What Is a Dollar Roll?

A dollar roll is a bearish trade employed in the mortgage-backed securities (MBS) market that benefits a trader when those MBS securities decline in value. The dollar roll simultaneously furnishes the initiator cash to work with for a short period of time. In less complex terms, a dollar roll is to sell short MBS.

A dollar roll ought not be mistaken for rolling lapsing derivatives contracts nor a jelly roll, which is an options trading strategy.

How a Dollar Roll Transaction Works

In the world of MBS, a dollar roll is to some degree like selling stocks short. Just as a short-seller in the stock market profits from falling stock prices, a dollar roll buyer can profit from a drop in the price of mortgage-backed securities.

To achieve this an investor will start a repurchase transaction in the mortgage pass-through securities market in which they, the buy-side trade counterparty of a "to be announced" (TBA) trade consents to sell off that equivalent trade in the current month and to a buy back a similar trade in a future month.

In a dollar roll, the starting investor gets cash back from their sale. They can then invest the funds that in any case would have been required to settle the buy trade in the current month until the settled upon future buy-back. The opposite side of the trade, the sell-side trade counterparty, benefits by not conveying the mortgage-backed securities in the current month, subsequently holding the principal and interest payments that would ordinarily be passed through to the holder of those securities.

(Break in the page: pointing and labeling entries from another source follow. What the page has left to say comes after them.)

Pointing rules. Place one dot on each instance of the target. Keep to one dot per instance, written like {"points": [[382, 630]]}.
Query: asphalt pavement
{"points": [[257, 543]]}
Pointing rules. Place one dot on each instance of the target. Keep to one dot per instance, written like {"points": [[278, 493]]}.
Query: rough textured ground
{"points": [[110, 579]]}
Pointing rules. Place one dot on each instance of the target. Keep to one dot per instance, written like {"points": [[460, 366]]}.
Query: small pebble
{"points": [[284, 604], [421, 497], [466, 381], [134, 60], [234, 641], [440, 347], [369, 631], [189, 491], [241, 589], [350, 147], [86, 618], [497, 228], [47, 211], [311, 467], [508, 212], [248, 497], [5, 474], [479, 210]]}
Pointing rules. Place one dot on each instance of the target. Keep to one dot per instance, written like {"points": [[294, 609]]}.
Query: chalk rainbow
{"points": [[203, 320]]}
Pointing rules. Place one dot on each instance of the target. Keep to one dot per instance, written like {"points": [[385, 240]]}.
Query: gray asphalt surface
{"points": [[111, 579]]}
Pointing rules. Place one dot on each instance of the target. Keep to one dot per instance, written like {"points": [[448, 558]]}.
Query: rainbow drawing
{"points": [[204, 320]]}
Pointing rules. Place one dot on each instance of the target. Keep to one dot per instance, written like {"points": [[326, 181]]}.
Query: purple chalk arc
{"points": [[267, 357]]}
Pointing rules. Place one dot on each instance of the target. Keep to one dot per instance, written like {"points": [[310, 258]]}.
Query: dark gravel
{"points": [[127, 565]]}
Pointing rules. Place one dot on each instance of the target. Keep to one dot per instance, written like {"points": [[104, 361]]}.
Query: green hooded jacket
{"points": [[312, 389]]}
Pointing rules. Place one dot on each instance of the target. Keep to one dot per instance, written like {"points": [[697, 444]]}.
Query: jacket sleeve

The initiator of the dollar roll is trusting that they can either buy back the securities at a lower price, or make a short-term profit from the money acquired from the dollar roll, or ideally both. The dollar roll transaction is led in securities that have a similar product and a similar coupon rate however with various contract dates, subsequently the term roll. The most common and most liquid contract dates are one-month and three-month rolls.

Special Considerations

The price difference between months is known as the drop. At the point when the drop turns out to be extremely large, the dollar roll is supposed to be "on special". This could occur because of multiple factors, including large collateralized mortgage obligation bargains that increase the demand for mortgage pass-through securities, or surprising fallout of mortgage closings in a mortgage originator's pipeline.

In the two cases, financial institutions could have more sell trades in the current month than they are able to deliver securities into, compelling them to "roll" those trades into a future month. The greater the shortage of available securities in the current month, the larger the drop becomes. Investors that could expect such conditions could profit from a dollar roll transaction.

Rolls can be purchased by another transaction where the originator wishes to push their hedge out to a further date. For instance, assuming an investor sells an outright contract and wishes to push it out one month, they would then need to "buy and sell" in the one-month roll market. Since there is no increase or reduction in the outright position, dollar rolls carry no, or very little, duration risk. It is basically an extension of a contract, not another contract.

Features

  • A dollar roll includes a repo: an initial short sale, to be repurchased sometime in the future.
  • A dollar roll is a trade that shorts mortgage-backed securities, profiting when the value of MBS securities falls.
  • Most dollar roll trades are short-term in nature, enduring just a long time or less.